もう一つ問題があった。朗読バトルで読む原稿だ。出場者は凛先輩と詩織さんと俺。三人とも新作を書くか、既存作を読むか。
「朗読の持ち時間は一人五分。五分で読める千五百文字前後の作品を用意しろ。新作でも既存作でも構わない。ただし——朗読に適した文章であること。目で読む文と耳で聞く文は違う。耳に残る文章を書け」
「先輩は何を読むんですか」
「新作を書く。ミステリの冒頭五分。犯人が分からないまま終わる。続きが気になって部誌を手に取るように仕向ける。宣伝も兼ねている」
「先輩、宣伝のためにミステリ書くんですか」
「ミステリは常に宣伝だ。読者を次のページに引きずり込むのがミステリの本質だ」
凛先輩の朗読戦略がもう練られている。五分で来場者を引き込み、部誌の購入に繋げる。二手先、三手先を読んでいる。
「では解散。月曜に空き教室の搬入を始める。壮介、机を運ぶ準備をしておけ」
「了解! 筋トレしておく!」
「筋トレより台本を書け」
「両方やる! 筋肉と知性の融合!」
「融合しなくていい」
*
帰り道。詩織さんと二人で歩いている。壮介は「筋トレして帰る! 力仕事に備える!」と走っていった。
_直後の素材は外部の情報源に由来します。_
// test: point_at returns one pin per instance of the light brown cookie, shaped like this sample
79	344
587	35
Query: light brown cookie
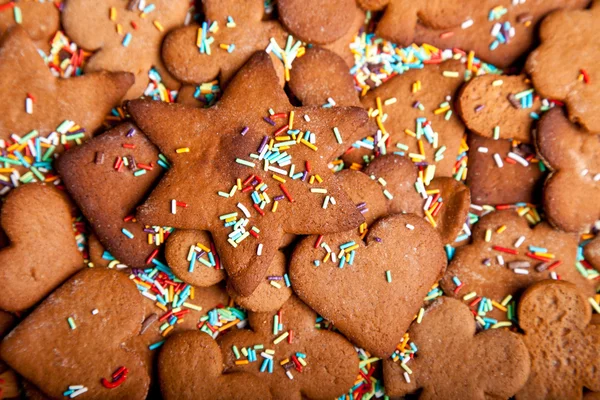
215	145
64	342
572	35
329	363
490	364
383	280
573	157
42	251
123	36
564	347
壮介が筋トレをするのは初めてだ。文化祭の準備がなければ一生しなかったかもしれない。凛先輩は部室に残って脱出ゲームの設計を続けている。「トリックが完成するまで帰らない」と言っていた。先生は職員室で予算の計算をしている。
「朝倉くん。朗読バトルで何を読みますか?」
「まだ決めてない。コンクールの作品をそのまま読むのは長すぎる。一万文字を朗読したら三十分かかる」
「制限時間は一人何分ですか」
「凛先輩が五分って言ってた。五分で読める量だと千五百文字くらいか」
「千五百文字。短いですね。でも短いからこそ、一文字の密度が上がる」
「新しく書くか、既存作から抜粋するか」
「私は新作を書きます。朗読用の文体で。耳で聞いて分かる文章。目で読む文章とは違う」
「声で届ける文章か」
「はい。短い文。リズムがある文。声に出した時に心地いい文。句読点の位置が変わります。目で読む時と耳で聞く時では、息継ぎの位置が違うから」
「句読点の位置まで変えるのか。そこまで考えたことなかった」
「朗読は"声の文芸"です。壮介くんが名づけた通り。声に出して初めて完成する文章」
「詩織さんの朗読、聞きたい」
「私も朝倉くんの朗読が聞きたいです。朝倉くんの文章は走る文章ですから。声に出したらもっと速く走ると思います」
「速い朗読って、聞いてて楽しいのか?」
「楽しいです。疾走感のある朗読は、聞いている人の心拍数を上げます。ライブの音楽と同じです」
「ライブか。コンクールは録音だとしたら、朗読バトルはライブだな」
「いい例えです。ライブは一回きり。その場にいる人だけが聴ける。だから特別になる」
「五分のライブ。千五百文字のライブ」
「最高のライブにしましょう。凛先輩にも負けないように」
詩織さんの目に火がある。コンクールの時に氷室に対して燃えた火が、今度は朗読バトルの仲間に向いている。味方がライバルになる。これが団体戦の中の個人戦だ。
「負けないよ。俺も新作を書く。朗読用の千五百文字。走る文章を。声で」
「勝負ですね」
「勝負だ。でも文化祭が終わったら一緒にかき氷食おう」
「十月にかき氷ですか? また季節外れの」
「季節外れが文芸部だろ」
「確かに。季節外れのかき氷と、教室でやる朗読バトルと、部室で作る密室。全部季節外れで、全部文芸部らしい」
「詩織さん、いいこと言うな」
「取材者の目線です」
「また取材か」
「文化祭の取材ノートを作ろうと思っています。準備から本番まで全部記録する。来場者の表情も。壮介くんのMCも。凛先輩の脱出ゲームの反応も。朝倉くんの朗読も。全部記録して、次の作品の素材にする」
「取材ノートに俺の朗読も載るのか」
「載ります。朝倉くんの朗読中の表情を書きたい。声を出している時の朝倉くんの顔は、たぶん走っている時の顔に似ていると思うんです」
「走っている時の顔?」
「はい。サッカーをしている時の朝倉くんの写真を見たことがあります。田中くんのスマホに。走っている時、すごくいい顔をしていた」
「田中のスマホに俺の写真が?」
「サッカー部の集合写真の中に。走っている時の朝倉くんが写っていました。あの顔を、朗読でも見たい」
詩織さんの「取材」がまた範囲を広げている。田中のスマホまで調査範囲に入っている。詩織さんの取材ノートは既に百ページを超えているらしい。そのうち何割が俺のことなのか。聞かないほうがいい。聞いたら心臓が持たない。
角を曲がった。見えなくなった。
一人になった。十日間。三企画。三十二タスク。五人。千五百文字の朗読原稿。やることが多い。でも楽しい。
月曜から走る。PMとして。出場者として。声で走る、千五百文字を書く一人の作家として。